Gonna set my heart at ease
Gonna make a sentimental journey
To renew old memories
I was looking through a file on my parents yesterday, trying to find information someone had requested, when I came across two dozen family photos. It made me think of the old days.
Every week, I am participating in Facebook's Throwback Thursday, posting photos from my past, my family's past. This week, it was two March 1980 photos -- when Bea and I were still young, and our children were little kids.
Six times in the past three weeks, the news has come that someone I knew, people who played a role in my world, has passed away. R.I.P. -- Ann Thaxton, J.W. Cook Jr., Bob Hood, Tommy Watson, Donnie Baughman, Wiley Hilburn Jr.
It's never easy to hear, even when it's not a surprise. I just try to cherish the good times we had, their value to my life, the influence they left.

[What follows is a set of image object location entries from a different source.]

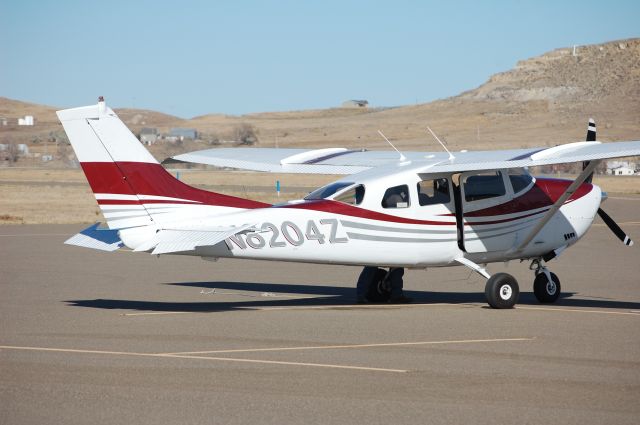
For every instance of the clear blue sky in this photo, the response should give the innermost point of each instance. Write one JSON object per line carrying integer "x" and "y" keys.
{"x": 191, "y": 58}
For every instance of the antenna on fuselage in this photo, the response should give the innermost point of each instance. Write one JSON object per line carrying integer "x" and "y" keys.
{"x": 402, "y": 157}
{"x": 451, "y": 157}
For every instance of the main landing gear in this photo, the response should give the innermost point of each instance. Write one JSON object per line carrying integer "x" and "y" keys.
{"x": 546, "y": 286}
{"x": 502, "y": 291}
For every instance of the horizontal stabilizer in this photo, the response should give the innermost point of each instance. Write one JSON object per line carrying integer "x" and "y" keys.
{"x": 168, "y": 241}
{"x": 92, "y": 237}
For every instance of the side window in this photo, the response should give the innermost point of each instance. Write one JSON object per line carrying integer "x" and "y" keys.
{"x": 396, "y": 197}
{"x": 431, "y": 192}
{"x": 353, "y": 196}
{"x": 519, "y": 179}
{"x": 483, "y": 185}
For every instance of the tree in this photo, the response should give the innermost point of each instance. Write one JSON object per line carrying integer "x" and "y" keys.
{"x": 245, "y": 134}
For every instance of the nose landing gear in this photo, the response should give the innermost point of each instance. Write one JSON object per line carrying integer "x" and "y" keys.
{"x": 546, "y": 286}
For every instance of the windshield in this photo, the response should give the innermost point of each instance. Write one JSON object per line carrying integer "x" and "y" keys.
{"x": 326, "y": 191}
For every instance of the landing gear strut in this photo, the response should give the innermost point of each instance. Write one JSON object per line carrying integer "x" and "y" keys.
{"x": 546, "y": 286}
{"x": 379, "y": 287}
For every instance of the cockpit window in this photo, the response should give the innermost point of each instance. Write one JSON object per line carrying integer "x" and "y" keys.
{"x": 326, "y": 191}
{"x": 353, "y": 196}
{"x": 396, "y": 197}
{"x": 433, "y": 191}
{"x": 483, "y": 185}
{"x": 519, "y": 178}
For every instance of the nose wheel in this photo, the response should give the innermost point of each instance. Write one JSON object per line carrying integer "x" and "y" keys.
{"x": 546, "y": 286}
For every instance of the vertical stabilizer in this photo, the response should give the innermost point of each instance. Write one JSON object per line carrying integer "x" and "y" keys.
{"x": 131, "y": 187}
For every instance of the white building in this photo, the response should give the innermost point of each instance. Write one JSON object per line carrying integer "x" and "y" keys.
{"x": 621, "y": 171}
{"x": 27, "y": 120}
{"x": 621, "y": 168}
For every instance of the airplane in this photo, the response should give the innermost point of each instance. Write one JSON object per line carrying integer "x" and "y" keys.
{"x": 390, "y": 210}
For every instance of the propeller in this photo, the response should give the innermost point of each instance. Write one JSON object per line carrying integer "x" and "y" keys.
{"x": 614, "y": 227}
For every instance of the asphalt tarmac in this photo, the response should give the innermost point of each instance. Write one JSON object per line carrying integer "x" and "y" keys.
{"x": 92, "y": 337}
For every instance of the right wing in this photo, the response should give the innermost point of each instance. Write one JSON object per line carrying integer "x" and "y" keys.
{"x": 301, "y": 161}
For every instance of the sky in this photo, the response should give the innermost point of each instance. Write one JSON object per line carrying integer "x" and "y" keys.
{"x": 190, "y": 58}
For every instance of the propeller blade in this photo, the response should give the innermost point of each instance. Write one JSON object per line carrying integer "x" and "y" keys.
{"x": 615, "y": 228}
{"x": 591, "y": 137}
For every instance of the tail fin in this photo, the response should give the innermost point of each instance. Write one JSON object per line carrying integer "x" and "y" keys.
{"x": 591, "y": 131}
{"x": 591, "y": 137}
{"x": 131, "y": 187}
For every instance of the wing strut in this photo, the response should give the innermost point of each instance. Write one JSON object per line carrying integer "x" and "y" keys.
{"x": 586, "y": 172}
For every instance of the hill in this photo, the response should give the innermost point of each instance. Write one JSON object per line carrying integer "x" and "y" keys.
{"x": 545, "y": 100}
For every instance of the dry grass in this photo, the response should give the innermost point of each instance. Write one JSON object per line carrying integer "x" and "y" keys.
{"x": 36, "y": 196}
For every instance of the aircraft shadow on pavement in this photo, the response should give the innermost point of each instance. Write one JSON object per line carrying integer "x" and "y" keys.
{"x": 261, "y": 295}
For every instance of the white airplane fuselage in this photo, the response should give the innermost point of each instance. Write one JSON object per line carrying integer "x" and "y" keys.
{"x": 329, "y": 231}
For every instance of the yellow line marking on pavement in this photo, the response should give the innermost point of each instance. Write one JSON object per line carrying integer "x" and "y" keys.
{"x": 161, "y": 313}
{"x": 333, "y": 366}
{"x": 333, "y": 347}
{"x": 222, "y": 359}
{"x": 575, "y": 310}
{"x": 349, "y": 306}
{"x": 309, "y": 307}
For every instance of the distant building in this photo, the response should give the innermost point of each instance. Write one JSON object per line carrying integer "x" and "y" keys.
{"x": 148, "y": 136}
{"x": 621, "y": 171}
{"x": 184, "y": 133}
{"x": 27, "y": 120}
{"x": 621, "y": 168}
{"x": 353, "y": 103}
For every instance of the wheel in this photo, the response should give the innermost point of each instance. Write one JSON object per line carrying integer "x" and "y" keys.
{"x": 501, "y": 291}
{"x": 379, "y": 288}
{"x": 546, "y": 291}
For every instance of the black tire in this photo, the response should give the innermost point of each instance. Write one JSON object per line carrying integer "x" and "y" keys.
{"x": 546, "y": 292}
{"x": 379, "y": 288}
{"x": 502, "y": 291}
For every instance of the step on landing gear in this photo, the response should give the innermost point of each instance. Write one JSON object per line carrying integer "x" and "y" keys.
{"x": 546, "y": 286}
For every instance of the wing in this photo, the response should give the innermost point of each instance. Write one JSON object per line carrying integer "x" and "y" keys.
{"x": 571, "y": 152}
{"x": 302, "y": 161}
{"x": 346, "y": 161}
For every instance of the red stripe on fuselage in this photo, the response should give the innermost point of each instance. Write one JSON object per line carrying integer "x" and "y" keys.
{"x": 544, "y": 193}
{"x": 141, "y": 178}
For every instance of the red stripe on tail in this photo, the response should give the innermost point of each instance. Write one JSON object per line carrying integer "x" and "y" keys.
{"x": 141, "y": 178}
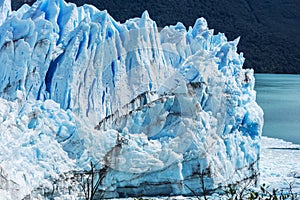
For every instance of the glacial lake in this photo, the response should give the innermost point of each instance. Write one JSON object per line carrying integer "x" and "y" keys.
{"x": 279, "y": 96}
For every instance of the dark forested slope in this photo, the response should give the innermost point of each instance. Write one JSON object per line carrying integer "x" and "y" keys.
{"x": 269, "y": 29}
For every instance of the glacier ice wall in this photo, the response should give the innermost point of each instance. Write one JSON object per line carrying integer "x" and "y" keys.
{"x": 156, "y": 108}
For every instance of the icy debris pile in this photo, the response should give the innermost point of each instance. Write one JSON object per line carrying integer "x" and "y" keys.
{"x": 154, "y": 109}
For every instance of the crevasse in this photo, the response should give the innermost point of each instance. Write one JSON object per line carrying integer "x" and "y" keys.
{"x": 157, "y": 109}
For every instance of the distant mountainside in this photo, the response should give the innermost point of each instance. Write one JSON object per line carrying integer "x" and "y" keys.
{"x": 269, "y": 30}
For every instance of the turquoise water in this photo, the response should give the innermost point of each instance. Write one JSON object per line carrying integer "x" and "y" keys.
{"x": 279, "y": 96}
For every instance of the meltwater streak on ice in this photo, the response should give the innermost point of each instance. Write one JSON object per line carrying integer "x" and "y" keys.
{"x": 279, "y": 96}
{"x": 179, "y": 98}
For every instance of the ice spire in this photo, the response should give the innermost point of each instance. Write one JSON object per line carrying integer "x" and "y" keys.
{"x": 5, "y": 10}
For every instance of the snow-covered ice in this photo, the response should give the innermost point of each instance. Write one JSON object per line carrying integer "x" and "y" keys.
{"x": 154, "y": 109}
{"x": 280, "y": 164}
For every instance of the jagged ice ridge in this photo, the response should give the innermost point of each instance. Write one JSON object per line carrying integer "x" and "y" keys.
{"x": 156, "y": 108}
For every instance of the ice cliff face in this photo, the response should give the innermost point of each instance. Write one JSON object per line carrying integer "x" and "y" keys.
{"x": 156, "y": 110}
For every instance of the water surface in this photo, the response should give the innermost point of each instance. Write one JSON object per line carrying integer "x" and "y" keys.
{"x": 279, "y": 96}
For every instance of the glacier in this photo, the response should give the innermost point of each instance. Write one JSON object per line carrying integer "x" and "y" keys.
{"x": 158, "y": 110}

What keeps playing in my head this week is that familiar old song: Sentimental Journey ...
That's the way I feel. Every day, several times a day, we take a sentimental journey. I suspect it's the same for you.
Yes, we do a lot of looking back -- whether we want to or not. There are reminders everywhere of where we've been.
|Nothing I'm more sentimental about than these|
two kids: Jason and Rachel, in 1984.
OK, guilty. My tears come easily, in many instances. Bea also will tell you that nostalgia is one of my strong suits, that I'm very sentimental. She is, too, of course, but she manages to push forward, to stay in today's world and look toward tomorrow. Admirable trait.
But she does have her sentimental moments -- mostly thinking of her parents and her kids. And I like that.
I can spend hours watching YouTube videos of great Yankees wins, LSU wins, Dutch soccer wins, Cowboys wins ... I can even watch some of the great losses. More hours watching videos of and listening to my favorite singers, or big bands/orchestras, Johnny Carson shows.
Love to watch documentary-type shows on TV (particularly PBS), but not any of those shows relating to wars or military history. No thank you.
As Bea says, and as I like to joke with friends, that's a lot of time with nothing to do.
Nothing but enjoy the times, the memories.
A couple of months ago, after my blog piece "Same Way Turkey Day," for the most part recalling the Byrd-Fair Park Thanksgiving Day football games (1930s through 1962), one of my friends said he enjoys those type pieces best because that's what I write best.
A writer always enjoys hearing or reading that his work is appreciated.
Doing those type pieces -- on Shreveport-Bossier or North Louisiana or the state, on Sunset Acres or Woodlawn or Louisiana Tech, or the Van Thyns' early days in the United States -- is fun because it does take me back, and I don't have to do a lot of research.
But I also want to try to weave in how those times relate to what's going on in today's world. Because I don't want to live in the past. I really don't spend as much time rehashing games and stories from the old days as you might think I do. I could; I've got a lot of the memories stored in my feeble brain.
But I'd rather think about what we're going to do today and tomorrow, what's on the agenda with the kids and grandkids, what events or places are attractions for Bea and me. I'd rather read and think about -- and read about, and speculate with friends -- how Louisiana Tech and LSU are going to win games in basketball and baseball and then football this fall, how the Yankees are going to find some pitchers, and how the Cowboys are going to rebuild (there's a laugh there).
Love the past, and I'm sentimental about it. But I'm living for now and for the future, and more memories to be made.
Maybe "my" teams will make those memories, but I'd like to look back a couple of decades from now, God willing, and think about the sentimental journeys I made with the grandkids.